By: OneOfTheSheep Thu, 10 Jan 2013 06:23:34 +0000 Our “author” is “Managing Director and General Counsel of…” “…of a family of socially responsible mutual funds”? Puleeze. Let’s see the hand of those who believe this guy, whose bread and butter is made making investors feel guilty, doesn’t have his own “agenda” for hard-earned money?

“..the Newtown massacre has prompted an important and overdue debate about the role of investment in our society.” Nope. Humans massacre each other all the time. And each time the “liberals establishment, unwilling to let any tragedy go to waste, emerge from under their rocks in droves to “debate” with statistics carefully cherry-picked for emotional impact simply because they have learned that every time this subject is discussed from a logical basis they LOSE.

You challenge “…a philosophy that treats investments as abstractions, divorced from real world impacts…” [of] “…the millions of Americans invested in so-called ‘low cost’ index funds.” “Our” government has created a “new investment climate” in which most Americans can not preserve purchasing power if they deposit “savings” in a bank, credit union, money market or government bond. Precious few Americans can today afford the moral standards you would establish as a “standard”.

And let’s get one thing straight. Those who manufacturer guns are no more “collectively responsable” for an individual or group’s misuse of their product than those who manufacture chemicals or refine minerals or make electricity or do any of the things that enable our society to function. Nobody wants to think of the little bunny rabbits that get swept up and baled with each cutting of hay, but they’re in there and they always will be because it’s too expensive to protect them and still grow, cut and sell hay.
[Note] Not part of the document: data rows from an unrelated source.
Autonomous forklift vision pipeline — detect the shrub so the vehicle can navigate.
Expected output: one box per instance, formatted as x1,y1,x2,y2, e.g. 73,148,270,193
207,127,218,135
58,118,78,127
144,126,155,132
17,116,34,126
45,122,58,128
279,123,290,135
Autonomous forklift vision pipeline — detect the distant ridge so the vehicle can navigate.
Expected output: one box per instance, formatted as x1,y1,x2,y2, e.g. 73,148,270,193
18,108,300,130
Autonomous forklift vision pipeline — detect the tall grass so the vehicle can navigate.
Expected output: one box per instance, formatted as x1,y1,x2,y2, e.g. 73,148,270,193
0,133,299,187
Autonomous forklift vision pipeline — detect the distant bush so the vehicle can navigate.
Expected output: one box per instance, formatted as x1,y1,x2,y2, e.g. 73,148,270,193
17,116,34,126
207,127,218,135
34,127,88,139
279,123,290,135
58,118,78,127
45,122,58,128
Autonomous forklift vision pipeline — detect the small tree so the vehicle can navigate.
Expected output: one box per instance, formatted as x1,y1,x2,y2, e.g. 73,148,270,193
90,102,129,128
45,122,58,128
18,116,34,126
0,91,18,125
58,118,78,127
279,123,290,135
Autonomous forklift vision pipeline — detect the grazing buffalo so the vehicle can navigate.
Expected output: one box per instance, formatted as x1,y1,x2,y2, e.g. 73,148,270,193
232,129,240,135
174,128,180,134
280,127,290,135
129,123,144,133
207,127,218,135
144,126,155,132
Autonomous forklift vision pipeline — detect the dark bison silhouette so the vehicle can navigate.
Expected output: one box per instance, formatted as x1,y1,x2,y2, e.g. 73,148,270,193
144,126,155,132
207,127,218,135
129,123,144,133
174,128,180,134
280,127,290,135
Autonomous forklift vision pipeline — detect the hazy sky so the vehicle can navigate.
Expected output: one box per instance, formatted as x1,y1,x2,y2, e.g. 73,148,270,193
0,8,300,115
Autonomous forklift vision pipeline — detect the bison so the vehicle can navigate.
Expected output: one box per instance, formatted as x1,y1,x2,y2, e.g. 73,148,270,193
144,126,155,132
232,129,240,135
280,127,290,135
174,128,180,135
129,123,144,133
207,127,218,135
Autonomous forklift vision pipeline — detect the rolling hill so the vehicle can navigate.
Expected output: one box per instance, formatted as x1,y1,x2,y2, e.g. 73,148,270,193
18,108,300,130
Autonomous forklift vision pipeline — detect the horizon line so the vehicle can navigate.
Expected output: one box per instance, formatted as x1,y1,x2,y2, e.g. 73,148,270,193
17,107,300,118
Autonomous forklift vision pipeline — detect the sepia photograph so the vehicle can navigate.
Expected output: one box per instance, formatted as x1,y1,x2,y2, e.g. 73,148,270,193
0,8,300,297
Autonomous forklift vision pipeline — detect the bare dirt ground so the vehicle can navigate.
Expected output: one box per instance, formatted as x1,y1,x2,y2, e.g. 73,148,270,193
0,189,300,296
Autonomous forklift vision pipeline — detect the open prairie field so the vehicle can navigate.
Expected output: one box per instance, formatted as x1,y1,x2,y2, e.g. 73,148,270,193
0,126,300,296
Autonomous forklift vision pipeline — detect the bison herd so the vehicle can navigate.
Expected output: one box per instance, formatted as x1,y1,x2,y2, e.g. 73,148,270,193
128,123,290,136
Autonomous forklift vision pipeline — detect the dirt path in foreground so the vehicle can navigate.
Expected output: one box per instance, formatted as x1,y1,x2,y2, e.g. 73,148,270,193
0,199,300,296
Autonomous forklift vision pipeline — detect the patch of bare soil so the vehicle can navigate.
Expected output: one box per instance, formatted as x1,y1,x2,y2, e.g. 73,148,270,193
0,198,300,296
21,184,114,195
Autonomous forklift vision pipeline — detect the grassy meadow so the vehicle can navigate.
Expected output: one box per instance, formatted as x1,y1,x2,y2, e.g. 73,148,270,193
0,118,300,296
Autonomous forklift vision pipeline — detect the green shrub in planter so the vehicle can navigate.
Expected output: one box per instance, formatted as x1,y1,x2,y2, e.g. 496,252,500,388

When some sociopath is kicking in my front door, my safety and that of my family depends on our prior preparation. This is the “violence”, whether or not they have a gun, that threatens our society day by day. My wife isn’t equal in strength to some crackhead idiot, but her gun and training will assure it is HIS family on the evening news trying to convince viewers what a wonderful life of great potential was “cut short”. If you want to donate the safety of your wife and family, that’s between you and them. Be my guest.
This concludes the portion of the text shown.